En el contexto de un Sentmenat con calles de tierra y juegos en la calle, ya empezábamos a tener alternativas de práctica deportiva. En la escuela, la Hermana Juárez y su gimnasia sueca de pololos y faldas dio paso a Núria, una joven que nos enamoró y nos enseñó un esbozo de las tremendas posibilidades del cuerpo. La vertical, el puente, el spagat, el puente la vertical, la vertical, algún cabezazo, más de un cabezazo... ¡que le digan a Esther!
De repente el patinaje. Todo el mundo estaba, pues yo también.
No triunfé. Duré el tiempo suficiente para comprar un maillot (contra la voluntad de Conxita que me lo hizo sudar), y hasta el momento de comprar unos patines de cierto nivel. De nuevo Conxita, cómplice con Josep me hizo cuestionar mi vocación. Si me compraban los patines (un importante esfuerzo económico para nuestra familia), tenía que comprometer continuidad eterna hasta ser, almenos, campeona del mundo. Después de unas rápidas reflexiones (unos 5 minutos), y teniendo claro que las ruedas no eran mi fuerte, decidí dejarlo.
Esperaría un deporte de pies en el suelo y menos coste emocional y económico. Y tardó, pero vino.

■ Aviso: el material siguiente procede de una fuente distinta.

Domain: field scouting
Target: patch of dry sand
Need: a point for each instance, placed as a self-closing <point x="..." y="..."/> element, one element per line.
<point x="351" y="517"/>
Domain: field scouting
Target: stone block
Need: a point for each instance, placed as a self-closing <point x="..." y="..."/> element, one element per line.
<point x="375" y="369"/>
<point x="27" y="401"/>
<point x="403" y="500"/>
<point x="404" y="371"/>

Aprovechando la fama de Bruce Lee y sus películas aparece en Sentmenat el deporte de moda, EL KARATE. Emocionada salí pitando a apuntarme y casi con la misma prisa a desapuntarme. ¡Menuda tortura!, Por suerte no tiré la toalla. Me enamoré del Karate y del profesor, que vino para quedarse muchos años en mi vida y que fue la persona con la que hicimos realidad el sueño de abrir un gimnasio.